Explanation: This question evaluates understanding of chromosomal sex determination using an assertion-reason format. It requires analyzing the correctness of both statements and their relationship.

In humans, sex is determined by a specific pair of chromosomes. The combination present in an individual defines whether they develop male or female characteristics. One parent contributes a constant chromosome, while the other contributes a variable one.

The assertion describes one part of this system, while the reason attempts to explain another. To evaluate them, one must understand the correct chromosomal combinations involved in determining sex.

An analogy is checking whether both a statement and its explanation align logically with known rules.

In summary, the question tests conceptual clarity about chromosomal patterns and the ability to assess the correctness and relationship between two biological statements.

Explanation: This question involves multiple statements related to DNA and RNA, requiring evaluation of their correctness. DNA and RNA are nucleic Acids that play essential roles in storing and expressing genetic information.

DNA contains specific nitrogenous Bases, while RNA differs slightly in its composition. The location of these molecules within the cell also varies, with DNA primarily found in the nucleus and RNA functioning in different cellular regions.

Understanding the structural and functional differences between DNA and RNA is key to evaluating each statement. Some statements may describe composition, while others focus on location or function.

An analogy is comparing two similar tools with slight differences in design and purpose.

In summary, the question tests knowledge of nucleic Acid structure, composition, and cellular location, requiring careful evaluation of each statement based on biological principles.

Explanation: This question tests knowledge about chromosomes and their characteristics in human cells. Chromosomes are structures made of DNA and proteins that carry genetic information. Humans typically have a fixed number of chromosomes arranged in pairs, inherited from both parents.

One important concept is that chromosomes exist in pairs, with one SET coming from each parent. Another concept involves the difference between autosomes and sex chromosomes. While autosomes are the same in both sexes, sex chromosomes differ and play a role in determining biological sex.

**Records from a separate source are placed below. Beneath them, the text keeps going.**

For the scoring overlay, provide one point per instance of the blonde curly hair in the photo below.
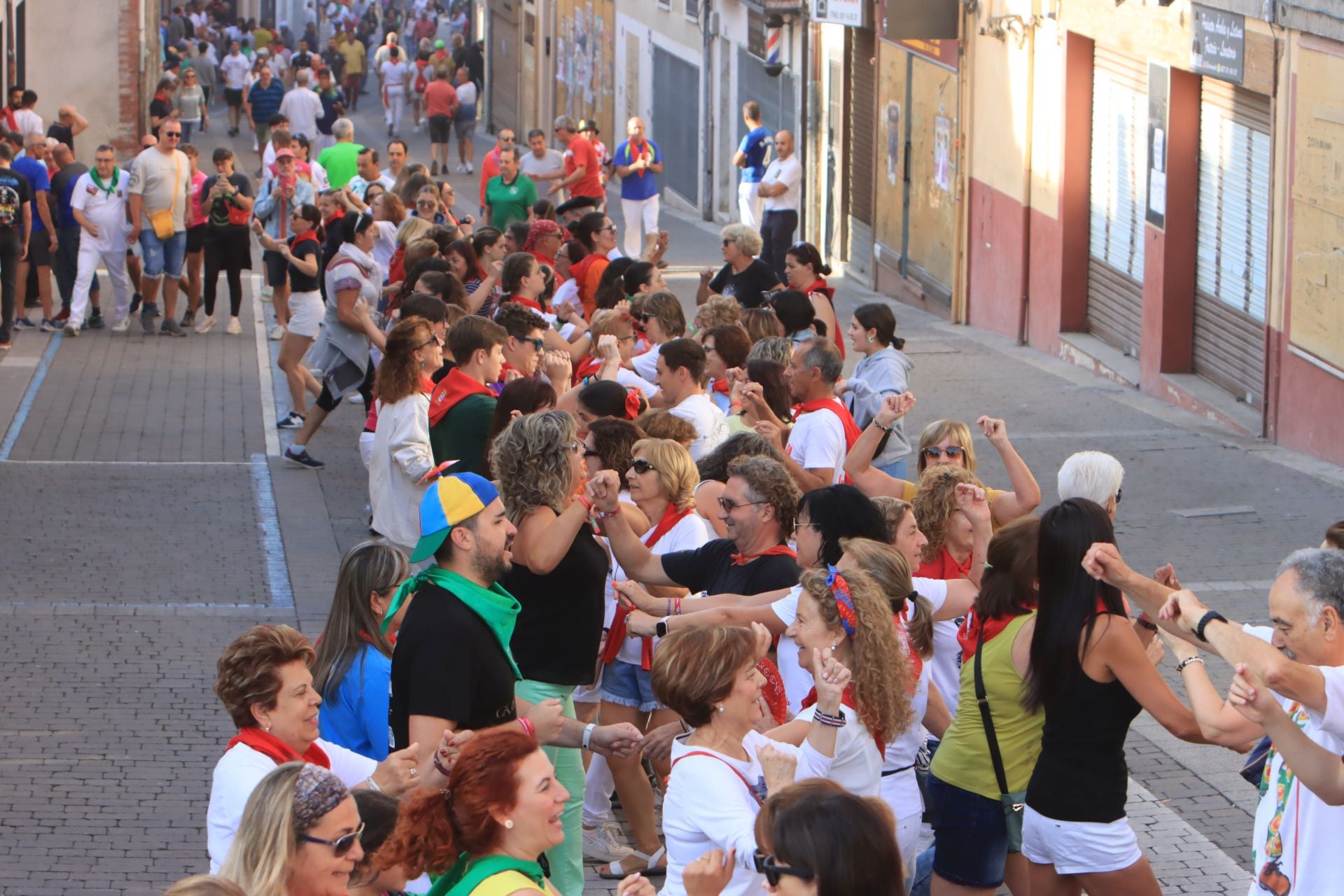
(533, 463)
(878, 663)
(936, 501)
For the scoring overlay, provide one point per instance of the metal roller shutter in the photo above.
(504, 62)
(1231, 266)
(1119, 195)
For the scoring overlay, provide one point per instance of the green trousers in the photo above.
(568, 859)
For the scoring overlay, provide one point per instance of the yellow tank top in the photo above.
(962, 758)
(505, 883)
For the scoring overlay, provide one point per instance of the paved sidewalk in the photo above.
(151, 522)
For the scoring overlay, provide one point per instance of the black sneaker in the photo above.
(302, 458)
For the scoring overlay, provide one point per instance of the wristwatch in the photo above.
(1205, 620)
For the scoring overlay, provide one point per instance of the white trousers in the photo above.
(116, 262)
(638, 211)
(396, 108)
(750, 204)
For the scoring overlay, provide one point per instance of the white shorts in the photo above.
(1078, 846)
(305, 314)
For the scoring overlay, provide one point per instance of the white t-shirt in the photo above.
(235, 70)
(707, 419)
(238, 773)
(394, 73)
(788, 172)
(1310, 859)
(818, 442)
(106, 213)
(689, 533)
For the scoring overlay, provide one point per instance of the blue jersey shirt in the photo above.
(635, 186)
(756, 146)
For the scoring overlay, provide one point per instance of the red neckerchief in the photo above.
(742, 559)
(847, 700)
(944, 566)
(273, 747)
(527, 302)
(835, 406)
(451, 391)
(616, 636)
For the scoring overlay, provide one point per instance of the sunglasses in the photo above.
(773, 872)
(342, 846)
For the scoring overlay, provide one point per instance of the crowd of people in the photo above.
(622, 555)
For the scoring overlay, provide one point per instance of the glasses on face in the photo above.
(342, 846)
(729, 505)
(773, 872)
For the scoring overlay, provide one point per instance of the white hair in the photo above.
(1091, 475)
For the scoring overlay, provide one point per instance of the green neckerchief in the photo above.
(108, 188)
(493, 605)
(468, 874)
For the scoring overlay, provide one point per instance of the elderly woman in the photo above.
(708, 676)
(743, 276)
(312, 814)
(660, 479)
(942, 442)
(558, 577)
(267, 687)
(500, 805)
(883, 371)
(354, 666)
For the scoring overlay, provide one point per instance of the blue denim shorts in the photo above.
(629, 685)
(163, 255)
(969, 836)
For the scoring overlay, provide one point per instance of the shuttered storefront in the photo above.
(1119, 195)
(1231, 267)
(505, 61)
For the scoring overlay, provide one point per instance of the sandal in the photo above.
(651, 865)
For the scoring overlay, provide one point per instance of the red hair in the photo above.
(436, 827)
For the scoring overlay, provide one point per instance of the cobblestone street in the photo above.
(151, 520)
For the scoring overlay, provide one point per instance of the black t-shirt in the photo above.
(299, 281)
(559, 630)
(15, 191)
(217, 210)
(710, 568)
(65, 133)
(746, 288)
(448, 665)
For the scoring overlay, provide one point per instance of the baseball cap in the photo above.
(448, 501)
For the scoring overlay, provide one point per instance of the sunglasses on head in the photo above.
(766, 865)
(342, 846)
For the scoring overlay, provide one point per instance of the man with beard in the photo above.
(454, 668)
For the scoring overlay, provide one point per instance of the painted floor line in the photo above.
(272, 543)
(29, 397)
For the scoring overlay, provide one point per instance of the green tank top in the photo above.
(962, 758)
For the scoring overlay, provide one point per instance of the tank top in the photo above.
(962, 758)
(1081, 774)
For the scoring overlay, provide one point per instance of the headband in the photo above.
(844, 602)
(316, 793)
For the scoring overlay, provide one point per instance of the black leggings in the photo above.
(328, 402)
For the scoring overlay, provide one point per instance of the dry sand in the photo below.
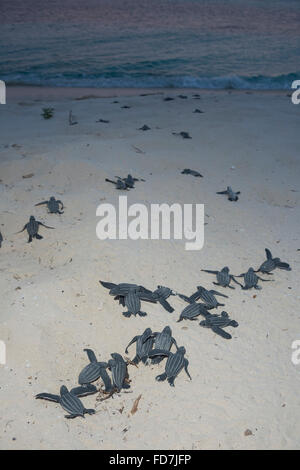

Additionally, chromosomes are best observed during specific stages of cell division when they become highly condensed and visible under a microscope. This helps scientists study their structure and number accurately.

An analogy is organizing books neatly on shelves so they can be easily counted and studied when arranged properly.

In summary, understanding chromosome number, types, and visibility during cell division is essential for evaluating such statements and identifying which ones are correct or incorrect.

Explanation: This question focuses on the concept of genes and their properties. Genes are fundamental units of Heredity that carry instructions for the development and functioning of organisms. They are located on chromosomes and control specific traits.

The term “gene” was introduced historically to describe these units of inheritance. Each gene occupies a specific position, known as a locus, on a chromosome. Variations of a gene can exist, leading to differences in traits among individuals.

Another important concept is how different versions of a gene can influence expression. These variations may result in different observable characteristics depending on how they interact.

An analogy is a SET of instructions in a manual, where each instruction controls a specific feature, and slight variations can lead to different outcomes.

In summary, genes are essential hereditary units located on chromosomes, with specific positions and variations that influence traits and biological functions in organisms.